Voice- what your character sounds like. Word choice, sentence type, intentional grammar mistakes, and regionally acceptable words (like "y'all"). There are more, but that's all I'm focusing on here.

VOCABULARY. This is very, very important. Do not let your happy-go-lucky five-year-old go around using words like "evanescent" and "expurgate". Don't let your Britsh official say words like "potty" and "nappy". Vocabulary is important because it really brings your character to life, and don't just avoid using wrong vocabulary in dialogue - their thoughts and how you're describing your (oops, their) surroundings should include words that they'd know and use. Like, a perky teenage girl might say "sunny yellow", while a depressed girl might descibe the same shade (or any shade) "puke yellow". Look at it from their perspective, through not just through their eyes but through their minds.

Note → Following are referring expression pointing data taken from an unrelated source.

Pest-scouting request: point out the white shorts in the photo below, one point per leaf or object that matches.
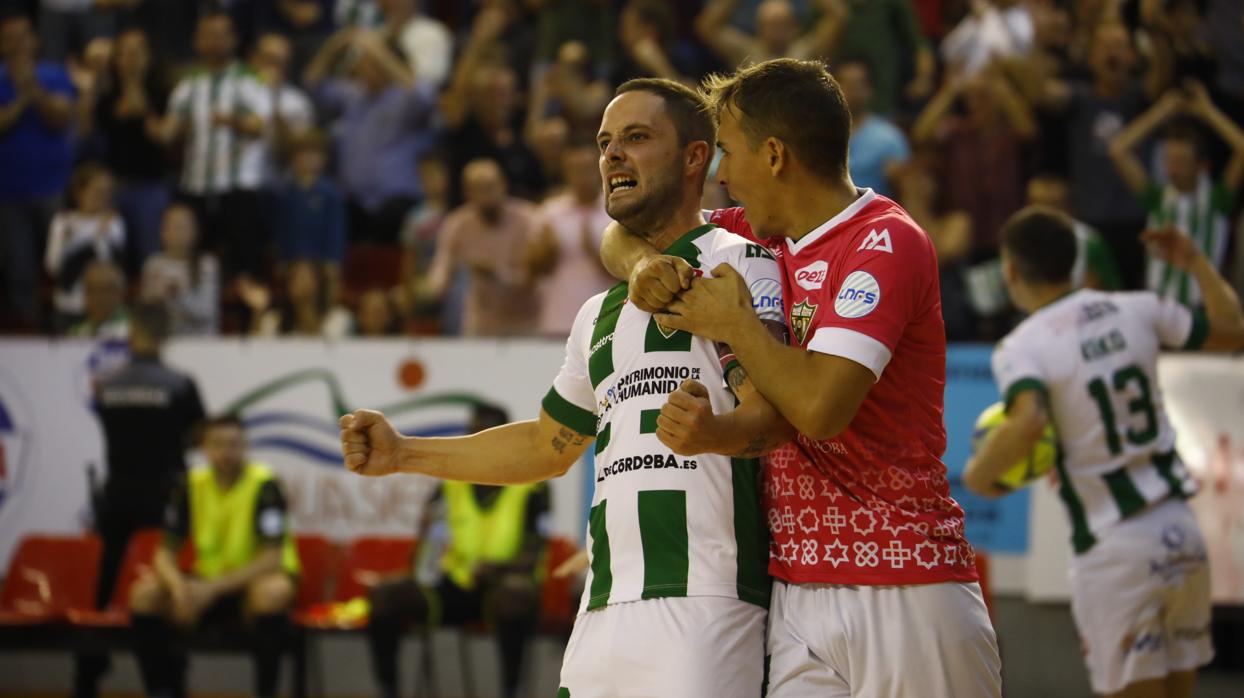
(919, 641)
(684, 647)
(1141, 599)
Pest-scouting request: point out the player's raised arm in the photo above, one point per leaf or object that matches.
(521, 452)
(1223, 312)
(1026, 418)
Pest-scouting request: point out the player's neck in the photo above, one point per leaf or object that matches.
(684, 220)
(814, 202)
(1043, 296)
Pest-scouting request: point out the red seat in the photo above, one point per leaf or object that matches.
(556, 605)
(316, 556)
(47, 576)
(371, 558)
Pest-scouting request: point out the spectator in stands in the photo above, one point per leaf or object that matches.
(148, 413)
(1192, 200)
(88, 230)
(305, 23)
(376, 316)
(127, 116)
(566, 253)
(222, 111)
(878, 148)
(776, 31)
(993, 30)
(1095, 266)
(183, 278)
(951, 233)
(488, 237)
(385, 123)
(1096, 112)
(887, 34)
(310, 220)
(482, 112)
(482, 567)
(646, 34)
(421, 233)
(988, 138)
(567, 88)
(66, 26)
(291, 111)
(424, 42)
(36, 108)
(103, 302)
(309, 309)
(233, 511)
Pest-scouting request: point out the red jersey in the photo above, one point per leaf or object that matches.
(871, 507)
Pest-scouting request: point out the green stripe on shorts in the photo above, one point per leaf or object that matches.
(663, 535)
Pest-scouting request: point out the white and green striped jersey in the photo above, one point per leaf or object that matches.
(662, 524)
(1094, 353)
(1203, 215)
(217, 158)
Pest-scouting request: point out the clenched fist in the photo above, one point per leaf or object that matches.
(368, 443)
(687, 423)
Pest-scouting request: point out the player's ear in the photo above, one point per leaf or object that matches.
(775, 154)
(698, 154)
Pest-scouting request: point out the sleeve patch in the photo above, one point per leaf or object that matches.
(858, 295)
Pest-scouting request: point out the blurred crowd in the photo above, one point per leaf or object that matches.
(343, 168)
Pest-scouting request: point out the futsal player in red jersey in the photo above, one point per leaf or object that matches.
(876, 590)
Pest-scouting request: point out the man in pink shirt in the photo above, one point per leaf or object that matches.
(567, 249)
(488, 237)
(876, 590)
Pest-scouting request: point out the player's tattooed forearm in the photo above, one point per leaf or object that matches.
(566, 438)
(758, 446)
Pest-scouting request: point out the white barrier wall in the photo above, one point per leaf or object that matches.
(290, 393)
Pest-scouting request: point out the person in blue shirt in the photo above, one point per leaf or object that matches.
(36, 106)
(878, 147)
(311, 212)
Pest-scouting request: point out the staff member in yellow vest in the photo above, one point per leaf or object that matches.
(245, 567)
(478, 555)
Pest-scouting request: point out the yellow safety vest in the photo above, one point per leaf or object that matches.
(223, 523)
(483, 535)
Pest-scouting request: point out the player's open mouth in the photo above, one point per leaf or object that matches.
(621, 183)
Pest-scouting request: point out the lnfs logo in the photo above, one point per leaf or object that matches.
(14, 439)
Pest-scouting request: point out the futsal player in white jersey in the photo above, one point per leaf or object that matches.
(676, 600)
(1087, 362)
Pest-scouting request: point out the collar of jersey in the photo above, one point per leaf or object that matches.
(866, 197)
(683, 246)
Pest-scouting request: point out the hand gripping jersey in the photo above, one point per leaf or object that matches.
(1095, 355)
(872, 505)
(662, 524)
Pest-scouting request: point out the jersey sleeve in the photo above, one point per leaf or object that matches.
(1177, 326)
(760, 270)
(888, 279)
(571, 400)
(1016, 368)
(271, 514)
(734, 222)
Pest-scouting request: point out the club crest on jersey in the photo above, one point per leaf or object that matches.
(878, 241)
(801, 319)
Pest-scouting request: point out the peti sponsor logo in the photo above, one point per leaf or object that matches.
(858, 295)
(811, 278)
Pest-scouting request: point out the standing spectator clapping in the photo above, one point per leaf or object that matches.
(182, 278)
(88, 230)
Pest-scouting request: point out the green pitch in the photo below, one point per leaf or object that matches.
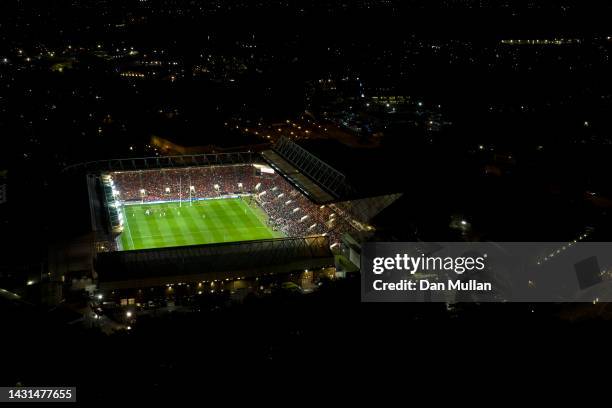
(200, 222)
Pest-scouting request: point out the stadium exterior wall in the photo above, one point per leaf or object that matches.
(157, 267)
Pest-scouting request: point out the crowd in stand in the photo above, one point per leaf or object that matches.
(288, 209)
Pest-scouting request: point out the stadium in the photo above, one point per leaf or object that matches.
(213, 204)
(226, 221)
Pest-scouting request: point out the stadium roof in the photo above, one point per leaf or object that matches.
(308, 187)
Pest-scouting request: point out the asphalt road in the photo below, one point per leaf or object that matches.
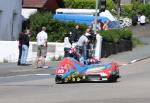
(132, 87)
(20, 84)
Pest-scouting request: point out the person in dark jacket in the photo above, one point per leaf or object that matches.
(20, 47)
(75, 33)
(25, 47)
(134, 20)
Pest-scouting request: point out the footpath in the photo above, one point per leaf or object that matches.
(138, 53)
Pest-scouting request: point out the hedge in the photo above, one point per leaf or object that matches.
(87, 4)
(115, 35)
(135, 8)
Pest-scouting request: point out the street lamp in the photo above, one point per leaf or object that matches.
(95, 18)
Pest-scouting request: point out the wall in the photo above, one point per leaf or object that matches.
(9, 51)
(10, 19)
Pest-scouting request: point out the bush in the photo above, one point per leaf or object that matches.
(115, 35)
(132, 9)
(56, 30)
(86, 4)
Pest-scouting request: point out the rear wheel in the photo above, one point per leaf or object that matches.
(58, 79)
(114, 79)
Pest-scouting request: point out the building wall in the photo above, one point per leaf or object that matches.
(10, 19)
(125, 1)
(9, 51)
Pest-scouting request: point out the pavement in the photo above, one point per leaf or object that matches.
(124, 58)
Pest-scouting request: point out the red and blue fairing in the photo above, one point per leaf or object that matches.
(72, 70)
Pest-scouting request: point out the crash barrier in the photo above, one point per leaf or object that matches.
(9, 51)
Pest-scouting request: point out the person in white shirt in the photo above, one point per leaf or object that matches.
(142, 19)
(42, 47)
(67, 43)
(82, 44)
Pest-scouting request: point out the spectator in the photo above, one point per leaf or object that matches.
(142, 20)
(25, 47)
(75, 33)
(67, 44)
(42, 48)
(20, 47)
(82, 44)
(134, 20)
(99, 25)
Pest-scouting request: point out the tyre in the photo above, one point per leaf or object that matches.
(58, 79)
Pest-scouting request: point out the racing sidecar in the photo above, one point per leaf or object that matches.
(71, 70)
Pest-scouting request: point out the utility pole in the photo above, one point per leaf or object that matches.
(96, 14)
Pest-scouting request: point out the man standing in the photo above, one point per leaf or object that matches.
(25, 47)
(75, 33)
(82, 45)
(42, 48)
(142, 20)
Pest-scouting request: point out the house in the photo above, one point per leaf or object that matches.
(32, 6)
(10, 19)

SENTENCE TYPE. Simple, compound, complex, compound-complex. I find that not only I but my character prefer simple sentences. Long ones, with multiple verbs, but still simple. And to review/inform you of the types: simple= 1 independent clause, 0 dependent clauses. compound= 2+ Ind. clauses, 0 dependent clauses. Complex=1 ind. clause, 1+ dep. clauses. Compound-complex= 2+ ind. clauses, 1+ dep. clauses. Clauses are a subject and verb, independent means it can stand alone as a sentence. If you have one subject and multiple verbs, they're still simple.

INTENTIONALLY INCORRECT GRAMMAR. Double negatives ("don't got nothing") and perhaps sort of slurring words together ("kinda", "sorta", "alright") is what immediately comes to mind. Don't confuse this with regular mistakes, though. Using the wrong "it's" does not fall under this category. This is kind of regional too, I suppose. But not always.

REGIONALLY ACCEPTABLE TERMS. "Y'all", "ain't", and of course, "soda" vs. "pop". Know the local terms of a place before you try to write this. It's important - like if my character's from where I'm from, it's soda. If she lived in New York, it'd be pop (right?). You might occasionally see me use the word y'all, because it's perfectly acceptable where I live. If I went to New York, they might snicker at me for that same word. This makes your characters realistic. It'd look pretty ridiculous otherwise, especially for the people who actually live in the same area as your character. You don't have that problem with fantasy worlds, but make sure they have special region words as well, to spice it up a little.

Another thing I forgot is SLANG. I don't know if I should include this in that last category, but you know. Your teenager is more likely to use slang, your adult isn't. This one is kind of obvious to me - even fantasy worlds should have slang terms. Not that I like slang, but you can't deny its influence.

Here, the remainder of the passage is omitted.